Ben (Idris Elba) and Alex (Kate Winslet) are strangers who have the same problem. Their flights have been canceled and they have important places to be. He’s a surgeon. She’s a journalism photographer who is getting married. They share a single engine propeller plane to fly over the mountains and into the Denver airport. Unfortunately, the pilot suffers a stroke and the plane goes down, stranding Ben, Kate, and the pilot’s helpful labrador in the mountains. They’ll have to rely upon one another to survive in a hostile wilderness and seek rescue when nobody knows where they may be.
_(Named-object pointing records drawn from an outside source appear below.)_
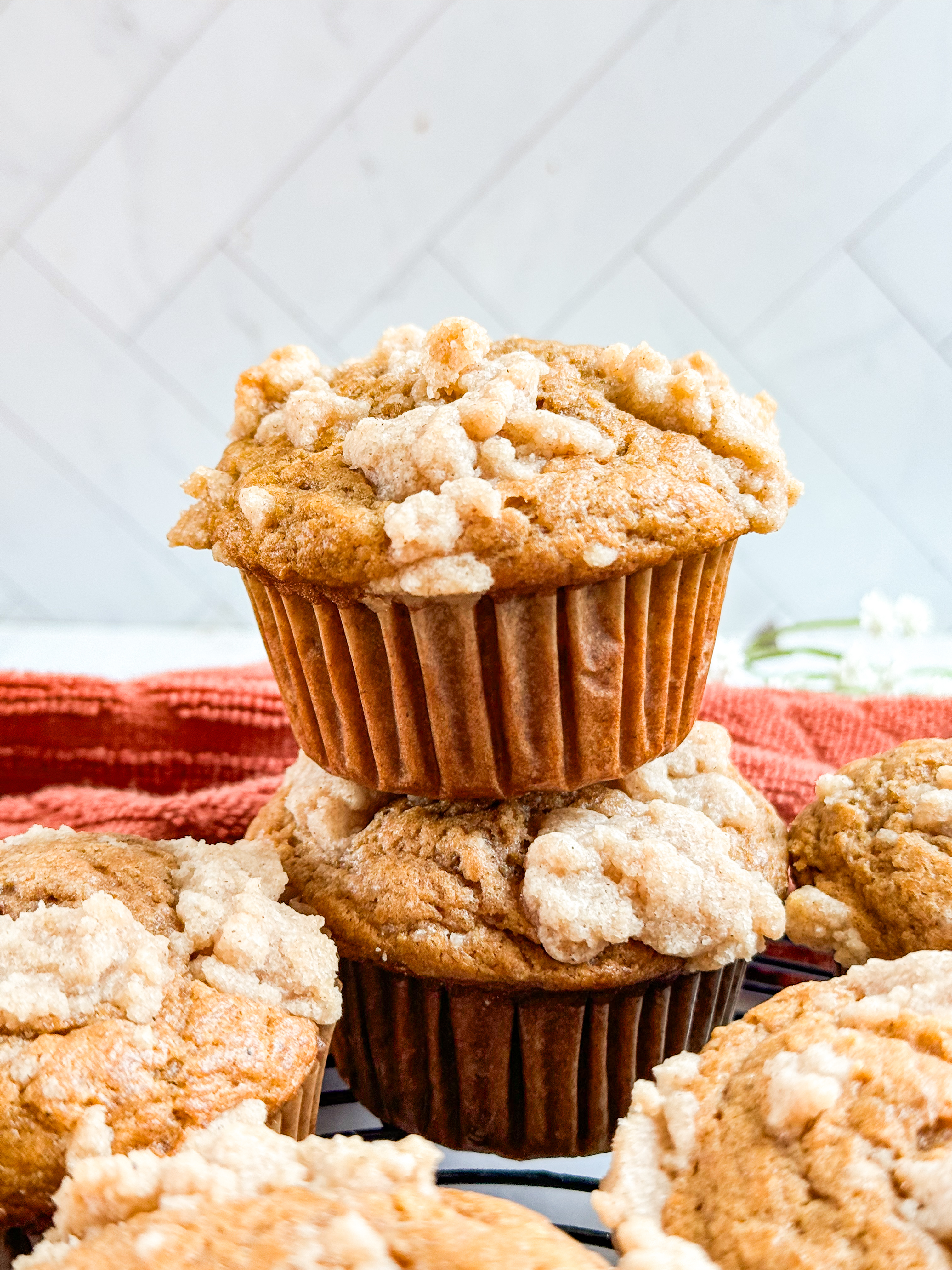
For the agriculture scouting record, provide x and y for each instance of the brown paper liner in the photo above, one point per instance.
(522, 1075)
(298, 1118)
(496, 698)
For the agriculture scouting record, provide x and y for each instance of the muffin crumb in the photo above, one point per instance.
(819, 1130)
(545, 464)
(871, 856)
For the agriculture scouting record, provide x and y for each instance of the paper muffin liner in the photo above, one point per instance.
(524, 1075)
(298, 1118)
(488, 698)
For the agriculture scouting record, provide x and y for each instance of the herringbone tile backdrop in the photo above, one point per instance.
(184, 186)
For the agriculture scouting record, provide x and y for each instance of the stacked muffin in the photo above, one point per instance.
(489, 578)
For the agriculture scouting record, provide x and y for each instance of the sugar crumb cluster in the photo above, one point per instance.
(659, 860)
(471, 425)
(60, 963)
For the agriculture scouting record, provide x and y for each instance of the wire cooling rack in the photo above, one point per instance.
(552, 1187)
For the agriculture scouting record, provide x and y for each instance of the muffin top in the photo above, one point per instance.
(238, 1196)
(873, 856)
(446, 464)
(677, 867)
(815, 1132)
(158, 981)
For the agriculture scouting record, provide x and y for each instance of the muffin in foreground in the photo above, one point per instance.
(154, 985)
(813, 1133)
(236, 1196)
(873, 856)
(509, 968)
(487, 568)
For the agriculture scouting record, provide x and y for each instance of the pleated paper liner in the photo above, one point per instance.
(492, 699)
(298, 1118)
(521, 1075)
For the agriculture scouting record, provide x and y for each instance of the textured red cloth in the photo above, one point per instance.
(199, 752)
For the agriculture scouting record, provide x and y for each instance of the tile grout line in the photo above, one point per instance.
(171, 63)
(264, 283)
(899, 196)
(7, 581)
(770, 116)
(459, 275)
(106, 326)
(91, 491)
(482, 188)
(870, 273)
(807, 280)
(850, 242)
(287, 169)
(697, 309)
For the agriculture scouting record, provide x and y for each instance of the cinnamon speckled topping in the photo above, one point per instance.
(678, 867)
(446, 464)
(238, 1196)
(815, 1132)
(161, 982)
(873, 856)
Watching pretty people endure hardships and persevere is as old a story as Hollywood, and The Mountain Between Us fails on so many levels, but none more so than chemistry. Elba and Winslet are meant to fall in love with one another over the course of their struggles and it is that love, we are told, that was the real key to their survival. If that sounds like Nicholas Sparks dribble, you’re on the right track, as the source material was very much a romance story. I’m sure the characters had to be better established and the romance felt more organic than what we get in the movie. I think the setup is an interesting place to start: two strangers who rely upon each other for survival and that co-dependence transforms into something they deem to be love. However, we don’t really get much in the way of the consequences of this except for an extended coda that doesn’t feel like nearly enough. Other than a spur-of-the-moment sex scene the movie doesn’t dwell on this looming romantic relationship in any way other than glances of gratitude. We hardly know anything about these characters before they are in a plane crash, and from there the survival against the elements takes precedence. Winslet spends most of the movie laying down and needing to be taken care of. If this movie needs to survive on their romance then it was doomed at casting. Granted, there is nil in the way of characterization and plot development for them to work with as well. At no point do you feel any emotional connection or even any sort of sensual heat between them. They seem far more irritated and put-upon by one another, but that’s supposed to melt away into something deeper and meaningful, though it never does. These are two talented actors but whoa do they not work together (other pairings were going to be Michael Fassbender and Margot Robbie, Charlie Hunnam and Rosamund Pike). Let this film be a lesson to everyone about the importance of hiring the right actors.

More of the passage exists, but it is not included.